Louise kommt zurück; es erfolgt eine peinliche Scene. Ferdinand steht stumm in sich gekehrt. Während ihm sonst jeder Blick seiner Louise eine Seligkeit war, beachtet er jetzt keins ihrer Worte, beantwortet keine ihrer Fragen, bis er sich in allerlei hämischen Aeußerungen Luft macht. Nun läßt er sie von der Limonade trinken, es kommt zu neuen Erörterungen, bei ihr bricht das volle Liebesgefühl wieder hervor, er ergeht sich in frevelhaften Aeußerungen über das schlechte Herz, an das er gerathen; Louise wird auf eine fürchterliche Probe gesetzt.

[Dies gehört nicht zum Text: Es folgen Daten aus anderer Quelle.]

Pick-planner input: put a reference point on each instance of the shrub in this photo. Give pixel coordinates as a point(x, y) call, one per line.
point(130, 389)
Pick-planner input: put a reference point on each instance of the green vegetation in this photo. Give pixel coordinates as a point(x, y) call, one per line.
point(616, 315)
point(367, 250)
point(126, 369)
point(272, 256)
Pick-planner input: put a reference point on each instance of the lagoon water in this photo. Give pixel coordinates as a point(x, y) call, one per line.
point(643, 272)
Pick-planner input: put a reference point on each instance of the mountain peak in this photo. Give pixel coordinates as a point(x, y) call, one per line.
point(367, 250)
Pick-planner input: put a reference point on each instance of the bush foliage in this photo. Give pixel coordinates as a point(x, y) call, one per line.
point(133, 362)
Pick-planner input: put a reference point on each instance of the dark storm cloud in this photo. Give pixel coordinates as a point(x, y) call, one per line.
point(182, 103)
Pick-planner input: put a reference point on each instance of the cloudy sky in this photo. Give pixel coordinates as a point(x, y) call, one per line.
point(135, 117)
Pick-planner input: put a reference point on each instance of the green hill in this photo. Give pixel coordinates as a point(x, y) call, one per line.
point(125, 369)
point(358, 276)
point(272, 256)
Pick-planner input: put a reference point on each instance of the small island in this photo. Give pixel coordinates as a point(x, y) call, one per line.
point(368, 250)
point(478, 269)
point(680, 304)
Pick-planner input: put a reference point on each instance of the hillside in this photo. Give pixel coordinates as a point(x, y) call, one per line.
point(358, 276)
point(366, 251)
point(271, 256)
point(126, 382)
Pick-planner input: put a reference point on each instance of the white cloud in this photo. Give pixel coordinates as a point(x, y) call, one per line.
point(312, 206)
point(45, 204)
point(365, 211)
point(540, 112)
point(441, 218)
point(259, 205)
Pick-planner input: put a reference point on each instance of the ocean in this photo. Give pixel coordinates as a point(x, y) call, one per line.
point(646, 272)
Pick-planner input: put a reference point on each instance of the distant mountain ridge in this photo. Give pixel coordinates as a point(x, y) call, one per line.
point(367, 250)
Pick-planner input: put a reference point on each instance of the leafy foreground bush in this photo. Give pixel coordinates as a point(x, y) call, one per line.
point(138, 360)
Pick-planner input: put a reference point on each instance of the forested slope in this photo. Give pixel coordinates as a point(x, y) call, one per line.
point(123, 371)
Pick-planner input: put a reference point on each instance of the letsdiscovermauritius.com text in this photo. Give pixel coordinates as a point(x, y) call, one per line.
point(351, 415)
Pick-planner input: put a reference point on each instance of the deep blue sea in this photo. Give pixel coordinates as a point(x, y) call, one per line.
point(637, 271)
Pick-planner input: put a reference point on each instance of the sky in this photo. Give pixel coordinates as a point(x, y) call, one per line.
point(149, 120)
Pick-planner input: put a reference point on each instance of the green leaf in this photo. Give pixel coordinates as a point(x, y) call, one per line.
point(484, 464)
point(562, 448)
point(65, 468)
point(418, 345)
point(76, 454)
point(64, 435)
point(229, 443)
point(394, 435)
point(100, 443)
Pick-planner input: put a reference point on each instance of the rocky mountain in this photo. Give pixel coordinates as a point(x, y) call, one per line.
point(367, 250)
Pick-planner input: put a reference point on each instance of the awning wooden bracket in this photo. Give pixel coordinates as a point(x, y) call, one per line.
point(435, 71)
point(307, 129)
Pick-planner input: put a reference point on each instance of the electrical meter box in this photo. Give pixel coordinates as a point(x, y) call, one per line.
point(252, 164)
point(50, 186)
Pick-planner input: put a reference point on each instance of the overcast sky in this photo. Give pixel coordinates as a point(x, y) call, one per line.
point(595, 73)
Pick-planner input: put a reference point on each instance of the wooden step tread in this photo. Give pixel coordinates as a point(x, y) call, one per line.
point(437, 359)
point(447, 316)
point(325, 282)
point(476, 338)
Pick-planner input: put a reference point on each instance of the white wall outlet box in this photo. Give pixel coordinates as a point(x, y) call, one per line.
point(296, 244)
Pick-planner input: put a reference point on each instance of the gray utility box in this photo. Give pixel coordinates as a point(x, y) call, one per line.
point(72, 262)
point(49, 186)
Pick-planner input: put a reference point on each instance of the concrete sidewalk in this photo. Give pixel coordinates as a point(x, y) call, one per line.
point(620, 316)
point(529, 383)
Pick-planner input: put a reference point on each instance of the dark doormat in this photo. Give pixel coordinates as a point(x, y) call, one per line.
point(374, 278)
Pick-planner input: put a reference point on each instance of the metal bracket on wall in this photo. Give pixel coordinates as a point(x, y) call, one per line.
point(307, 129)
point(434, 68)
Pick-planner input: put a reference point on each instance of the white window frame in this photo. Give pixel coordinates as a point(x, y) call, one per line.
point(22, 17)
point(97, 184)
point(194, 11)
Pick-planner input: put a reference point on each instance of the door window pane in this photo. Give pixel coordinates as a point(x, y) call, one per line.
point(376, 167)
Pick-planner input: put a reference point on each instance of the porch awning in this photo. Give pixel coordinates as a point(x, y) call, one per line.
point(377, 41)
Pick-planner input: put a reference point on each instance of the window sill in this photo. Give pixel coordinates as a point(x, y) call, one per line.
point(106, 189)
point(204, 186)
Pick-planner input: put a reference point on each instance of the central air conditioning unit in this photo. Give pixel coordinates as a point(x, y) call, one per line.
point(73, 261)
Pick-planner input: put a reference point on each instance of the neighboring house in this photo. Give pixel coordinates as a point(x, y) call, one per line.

Endlich richtet er die wiederholte Frage an sie, ob sie den Marschall geliebt; aber erst als er ihr den Tod ankündigt, sagt sie ihm, daß sie unschuldig sterbe, daß der Brief ein erzwungener gewesen sei. Mit dem Gebete, Gott möge ihm und seinem Vater vergeben, stirbt sie; daß er eine Unschuldige getödtet, das ist seine härteste Strafe. Die letzte Scene führt den Präsidenten an Louisen’s Leiche, um ihm die Frucht seiner Kabale zu zeigen. Schaudernd an das göttliche Gericht gemahnt, wälzt er jetzt die ganze Schuld auf Wurm, doch dieser von Ingrimm über das Mißlingen seines Plans erfüllt, will nicht das alleinige Opfer gemeinsamer Schuld sein, sondern zieht ihn mit in den Abgrund. Nur von dem sterbenden Ferdinand erlangt er noch ein Zeichen der Vergebung, während der unglückliche Miller voll Verzweiflung aus dem Zimmer stürzt.

So endet das Stück mit einer furchtbaren Dissonanz, denn wenn auch die Liebe ihre Macht über die Kabale mit dem Tode besiegelt, so kommt es doch nicht dazu, daß die Väter der unglücklich Liebenden sich wie in Shakespeare’s „Romeo und Julia“ die Hände reichen. Die Versöhnung der einander feindlichen Stände sollte einer späteren Zeit vorbehalten bleiben, wo die künstlich gezogenen Schranken zusammenstürzten, wo die Natur wieder in ihre Rechte trat und die Menschenliebe als solche den Sieg errang. Bekanntlich ist Sch.’s „Kabale und Liebe“ von Gervinus, Hoffmeister, Schlegel, Schwab, Vilmar und Anderen ziemlich herbe, von Hildebrand, Hinrichs und Rötscher milder, am richtigsten wohl von Palleske und Eckardt beurtheilt worden. Der Letztere sagt: „Es bedarf uns nicht befremden, wenn auch diese Dichtung weit mehr mit menschlicher Leidenschaft und Erhitzung als mit künstlerischer Mäßigung geschrieben ist; sie ist ein Vorbote jener großen Bewegung, die ganz Europa erschütterte, und die kommende Sonne kündigt sich bekanntlich mit Sturmeswehen an.“ Und wer möchte leugnen, daß das Stück im Bunde mit der geschichtlichen Entwickelung der Völker eine mächtige Wirkung geübt; dürfen wir doch mit Stolz darauf hinweisen, daß wir jetzt auf Europas Thronen fast überall das wohlthuende Bild des Familienlebens erblicken, daß es die Fürsten für eine Ehre halten, wenn man sie als Vater des Vaterlandes bezeichnet, daß es unter den Ministern weder an wahrhaften Patrioten, noch unter den Staatsbeamten an Männern von erprobter Gewissenhaftigkeit fehlt. Auch Adel und Bürgerstand sind einander vielfach näher getreten, so daß die Gegenwart eines Stückes wie das vorliegende als Zeitspiegel nicht mehr bedarf.